According to Rayfuse, Ocean fertilization is 'dumping' which is essentially prohibited under the law of the sea. There is no point trying to ameliorate the effects of climate change by destroying the oceans -- the very cradle of life on earth. Simply doing more and bigger of that which has already been demonstrated to be ineffective and potentially more harmful than good is counter-intuitive at best.' We agree wholeheartedly.
Indeed, the global study of Dr. Lutz and colleagues suggests that greatly enhanced carbon sequestration should not be expected no matter the location or duration of proposed large-scale ocean fertilization experiments.
According to Dr Lutz "The limited duration of previous ocean fertilization experiments may not be why carbon sequestration wasn't found during those artificial blooms.

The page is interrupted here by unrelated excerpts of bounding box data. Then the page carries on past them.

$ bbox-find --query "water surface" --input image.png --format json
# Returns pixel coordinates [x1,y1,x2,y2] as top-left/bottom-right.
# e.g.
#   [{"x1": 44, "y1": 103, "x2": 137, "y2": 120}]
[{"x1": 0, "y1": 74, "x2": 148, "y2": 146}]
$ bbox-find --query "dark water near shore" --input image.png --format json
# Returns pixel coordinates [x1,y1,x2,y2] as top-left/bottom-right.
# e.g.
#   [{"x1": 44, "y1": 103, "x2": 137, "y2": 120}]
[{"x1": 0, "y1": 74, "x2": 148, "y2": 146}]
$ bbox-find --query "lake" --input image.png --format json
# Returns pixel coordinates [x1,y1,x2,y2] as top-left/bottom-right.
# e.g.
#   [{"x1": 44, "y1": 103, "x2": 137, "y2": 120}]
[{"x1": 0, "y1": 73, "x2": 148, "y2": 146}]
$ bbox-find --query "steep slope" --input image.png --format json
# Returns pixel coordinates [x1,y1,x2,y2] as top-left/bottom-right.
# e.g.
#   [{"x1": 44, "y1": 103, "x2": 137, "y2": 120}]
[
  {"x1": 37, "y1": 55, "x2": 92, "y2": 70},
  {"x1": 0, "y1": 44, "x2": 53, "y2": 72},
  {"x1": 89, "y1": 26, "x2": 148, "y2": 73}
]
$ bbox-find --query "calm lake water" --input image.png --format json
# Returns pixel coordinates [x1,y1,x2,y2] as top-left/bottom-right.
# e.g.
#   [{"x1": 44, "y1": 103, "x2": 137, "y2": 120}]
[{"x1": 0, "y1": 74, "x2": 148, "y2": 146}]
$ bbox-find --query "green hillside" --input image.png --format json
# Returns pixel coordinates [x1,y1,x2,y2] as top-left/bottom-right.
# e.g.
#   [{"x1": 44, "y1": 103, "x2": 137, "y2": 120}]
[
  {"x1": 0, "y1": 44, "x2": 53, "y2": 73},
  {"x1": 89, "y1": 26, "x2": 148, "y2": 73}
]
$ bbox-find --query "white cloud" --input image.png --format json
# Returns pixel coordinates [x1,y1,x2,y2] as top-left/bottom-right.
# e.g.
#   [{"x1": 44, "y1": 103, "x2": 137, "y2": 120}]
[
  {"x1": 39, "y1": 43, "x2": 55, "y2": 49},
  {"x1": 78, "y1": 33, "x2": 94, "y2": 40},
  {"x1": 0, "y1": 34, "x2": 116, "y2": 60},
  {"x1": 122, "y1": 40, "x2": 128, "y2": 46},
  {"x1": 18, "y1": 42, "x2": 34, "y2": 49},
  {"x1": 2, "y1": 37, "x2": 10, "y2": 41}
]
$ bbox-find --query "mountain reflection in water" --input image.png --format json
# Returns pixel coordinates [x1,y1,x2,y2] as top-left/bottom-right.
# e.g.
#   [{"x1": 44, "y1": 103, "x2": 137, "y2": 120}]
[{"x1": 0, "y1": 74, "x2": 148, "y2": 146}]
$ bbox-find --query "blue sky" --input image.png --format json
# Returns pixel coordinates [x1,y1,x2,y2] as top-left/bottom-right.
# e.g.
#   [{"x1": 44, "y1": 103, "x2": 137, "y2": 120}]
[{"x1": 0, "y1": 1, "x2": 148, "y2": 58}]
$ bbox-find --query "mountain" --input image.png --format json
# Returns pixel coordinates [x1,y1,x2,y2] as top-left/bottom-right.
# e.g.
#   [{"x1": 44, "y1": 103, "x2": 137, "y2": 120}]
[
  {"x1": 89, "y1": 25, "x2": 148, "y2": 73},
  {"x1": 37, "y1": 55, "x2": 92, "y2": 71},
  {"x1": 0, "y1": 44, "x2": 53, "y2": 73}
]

This apparent puzzle could actually reflect how marine ecosystems naturally handle blooms and agrees with our findings. A bloom is like ringing the marine ecosystem dinner bell. The microbial and food web dinner guests appear and consume most of the fresh algal food."
The findings of Dr. Lutz and colleagues coincide with and affirm the recent decision of the London Convention (the International Maritime Organization body that oversees the dumping of wastes and other matter at sea) to regulate controversial commercial ocean fertilization schemes.